Quoted from Wikipedia:
The Microsoft Windows spawn functions are inspired by Unix functions fork and exec; however, as Windows does not support fork (at least in the Win32 API; POSIX emulation environments such as Cygwin or SFU do), the spawn function was supplied as a replacement for the fork-exec combination.
However, the spawn function, although it deals adequately with the most common use cases, lacks the full power of fork-exec, since after fork any process settings which will survive an exec may be changed. However, in most cases, this deficiency can be made up for by using the more low-level CreateProcess API.
I was wondering how to understand the reason that Windows spaw() is weaker than Unix fork-exec: "after fork any process settings which will survive an exec may be changed"?
When does the "change" to some process settings happen: between fork and exec or after exec?

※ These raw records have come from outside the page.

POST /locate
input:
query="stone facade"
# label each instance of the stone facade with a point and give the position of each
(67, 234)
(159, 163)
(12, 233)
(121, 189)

In a child process, wi开发者_如何学编程ll the environment variables inherited from its parent process survice exec?
Are there some examples?
Thanks and regards!
The "change" will happen between the fork() and exec(). Quite a lot of the process state is inherited across an exec, see http://pubs.opengroup.org/onlinepubs/9699919799/functions/exec.html . In particular, file descriptors are inherited (unless they have the close-on-exec bit set).
Typically one uses pipe() and the dup() family of calls to set up pipes and redirect file descriptors. E.g. connecting standard input and output of the child process to a pipe so that the parent process can communicate with the child.